Little River

Establishment neighborhood
Tenoversix Miami
7338 N.W. Miami Ct., Little River
In a retail landscape heavily crowded with luxury brands, Kristen Cole is bringing an earthier, lighter, more artisanal selection with the opening of TenOverSix in Little River. Cole is known for her great eye and understated finds for women, men, and kids, but the focus here is really on women’s accessories and home goods. There’s a smattering of ready-to-wear, too: Pieces from Rachel Comey and Jesse Kamm share floor space with tiny sweatshirts from Boy + Girl and Misha & Puff, while the glass cabinets are lined with Gabriela Artigas earrings and Fort Standard bottle openers.
Sherwoods Bistro & Bar
8281 N.E. 2nd Ave., Little River
Sherwoods has a key role in getting people to come to the Little River neighborhood just above Little Haiti and west of Biscayne Boulevard. The eccentric, eclectic décor is what first drew us in: The patterned tiles and peeling-paint bar make you feel like you’re in a ramshackle bar in Tuscany (if Tuscany had any ramshackle bars). Blue leather booths, ceiling fans and chandeliers, walls heaving with framed oddities—this is one of those places that has a lot to look at and it’s hard to decide where to set your gaze. The menu is every bit as colorful. Order the St. Tropez grilled cheese (with bacon, Brie, and apricot preserve) to share, maybe a bowl of coq au vin, and coconut-sugar caramelized plantains to finish. The heavy food feels counterintuitive to the climate, but the fans whirring overhead keep things cool.
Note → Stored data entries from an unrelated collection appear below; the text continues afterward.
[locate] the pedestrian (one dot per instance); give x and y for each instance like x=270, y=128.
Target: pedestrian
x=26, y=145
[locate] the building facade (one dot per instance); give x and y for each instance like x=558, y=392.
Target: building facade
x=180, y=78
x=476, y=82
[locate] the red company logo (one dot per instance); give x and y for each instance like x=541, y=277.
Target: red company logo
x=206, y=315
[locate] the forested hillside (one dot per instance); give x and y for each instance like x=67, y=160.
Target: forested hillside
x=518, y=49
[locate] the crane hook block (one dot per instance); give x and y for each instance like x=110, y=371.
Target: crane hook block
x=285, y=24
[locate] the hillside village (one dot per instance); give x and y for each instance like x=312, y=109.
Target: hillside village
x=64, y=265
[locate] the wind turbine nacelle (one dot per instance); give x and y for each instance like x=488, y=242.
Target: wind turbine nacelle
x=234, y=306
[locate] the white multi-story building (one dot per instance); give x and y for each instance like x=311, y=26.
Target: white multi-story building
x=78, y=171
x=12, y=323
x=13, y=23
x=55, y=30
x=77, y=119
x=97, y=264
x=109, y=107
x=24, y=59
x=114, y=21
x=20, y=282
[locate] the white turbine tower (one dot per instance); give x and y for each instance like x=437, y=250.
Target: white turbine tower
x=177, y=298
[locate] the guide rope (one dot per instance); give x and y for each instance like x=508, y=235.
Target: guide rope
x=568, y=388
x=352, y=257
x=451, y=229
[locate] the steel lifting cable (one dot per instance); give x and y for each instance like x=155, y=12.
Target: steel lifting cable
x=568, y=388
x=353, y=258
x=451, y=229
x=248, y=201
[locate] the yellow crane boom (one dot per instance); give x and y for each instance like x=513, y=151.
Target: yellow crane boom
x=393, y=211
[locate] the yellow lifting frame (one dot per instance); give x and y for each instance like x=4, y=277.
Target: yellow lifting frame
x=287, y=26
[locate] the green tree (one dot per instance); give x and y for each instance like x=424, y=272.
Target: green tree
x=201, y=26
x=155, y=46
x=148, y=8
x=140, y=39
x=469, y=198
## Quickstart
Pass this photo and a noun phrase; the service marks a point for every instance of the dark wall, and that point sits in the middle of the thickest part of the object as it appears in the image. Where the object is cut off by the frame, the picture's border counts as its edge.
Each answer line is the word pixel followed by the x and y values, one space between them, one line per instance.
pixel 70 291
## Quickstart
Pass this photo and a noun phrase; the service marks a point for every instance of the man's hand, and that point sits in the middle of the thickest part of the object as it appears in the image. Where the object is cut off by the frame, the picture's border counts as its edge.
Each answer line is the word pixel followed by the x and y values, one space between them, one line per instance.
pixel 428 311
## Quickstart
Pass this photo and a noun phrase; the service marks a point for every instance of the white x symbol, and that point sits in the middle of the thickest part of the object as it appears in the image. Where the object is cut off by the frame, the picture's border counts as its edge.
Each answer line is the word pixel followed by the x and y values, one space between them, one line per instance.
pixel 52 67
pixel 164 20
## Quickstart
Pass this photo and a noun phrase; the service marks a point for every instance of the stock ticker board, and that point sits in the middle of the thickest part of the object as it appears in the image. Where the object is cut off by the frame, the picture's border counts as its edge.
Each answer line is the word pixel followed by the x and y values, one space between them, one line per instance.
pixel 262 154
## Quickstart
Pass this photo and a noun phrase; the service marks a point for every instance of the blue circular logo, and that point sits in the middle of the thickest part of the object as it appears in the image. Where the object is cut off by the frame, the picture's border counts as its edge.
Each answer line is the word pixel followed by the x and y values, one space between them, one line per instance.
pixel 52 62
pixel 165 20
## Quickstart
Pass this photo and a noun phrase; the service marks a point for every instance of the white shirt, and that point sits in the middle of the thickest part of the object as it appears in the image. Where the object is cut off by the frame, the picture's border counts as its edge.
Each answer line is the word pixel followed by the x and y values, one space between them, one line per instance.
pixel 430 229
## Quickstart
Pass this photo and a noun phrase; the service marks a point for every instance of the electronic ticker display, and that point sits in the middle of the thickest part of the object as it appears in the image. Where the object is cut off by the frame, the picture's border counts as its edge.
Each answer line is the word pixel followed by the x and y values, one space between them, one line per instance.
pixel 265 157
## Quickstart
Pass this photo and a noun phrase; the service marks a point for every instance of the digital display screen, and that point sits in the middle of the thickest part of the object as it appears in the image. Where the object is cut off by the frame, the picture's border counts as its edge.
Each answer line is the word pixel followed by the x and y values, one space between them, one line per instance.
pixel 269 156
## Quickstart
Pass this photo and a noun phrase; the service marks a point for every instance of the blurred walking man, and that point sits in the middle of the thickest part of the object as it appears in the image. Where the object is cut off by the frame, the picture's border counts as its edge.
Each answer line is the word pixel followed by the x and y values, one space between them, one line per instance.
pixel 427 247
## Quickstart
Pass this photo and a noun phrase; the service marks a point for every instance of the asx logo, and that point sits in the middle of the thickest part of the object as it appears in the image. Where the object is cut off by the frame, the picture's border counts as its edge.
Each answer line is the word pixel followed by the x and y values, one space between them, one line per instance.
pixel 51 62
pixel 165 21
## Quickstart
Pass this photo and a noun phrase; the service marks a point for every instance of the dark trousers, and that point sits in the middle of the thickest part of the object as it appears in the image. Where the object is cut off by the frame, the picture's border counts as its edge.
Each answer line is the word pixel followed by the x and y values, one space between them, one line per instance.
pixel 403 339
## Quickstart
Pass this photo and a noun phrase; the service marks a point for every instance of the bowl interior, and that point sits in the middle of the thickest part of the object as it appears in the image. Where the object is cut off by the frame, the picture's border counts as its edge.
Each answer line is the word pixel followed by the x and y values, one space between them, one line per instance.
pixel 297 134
Spinello Projects (Closed)
7221 N.W. 2nd Ave., Little River
Since 2005, Spinello Projects has been the heart of the revamped Little River area. In line with the city’s artistic DNA, Spinello is a space for experimental artists whose work isn’t suited for traditional galleries. The installations are meant to provoke, make you think, maybe make you rethink your positions on social and political issues. Spinello leans into artistic commentary however uncomfortable it may be. A recent example was Antonia Wright’s powerful exhibit intended to reflect the nature of police and riots in our society. The artist was standing behind a police barricade, a living sculpture, facing visitors, who were also in a confined, barricaded space.
Nina Johnson Gallery
6315 N.W. 2nd Ave., Little River
Little Haiti’s Nina Johnson Gallery favors emerging artists. Johnson is a well-respected curator in Miami and has a keen sense of the work that will resonate with the community. A prime example is Tom Scicluna’s first commercial show: Named for a fictional address next to the gallery, 6319 NW 2nd Avenue is meditation on Miami’s rapidly changing urban landscape. Scicluna gathered things he found near the gallery and exhibited them to reflect the social and political context. Another recent exhibit was Derek Fordjour’s Ritual—a series of paintings made from acrylic and oil painted on newspaper scraps. These portraits capture men of color in moments of reflection and deep thought, while the grittiness of the paper is intended to subtly echo the poverty of the artist's upbringing in Memphis.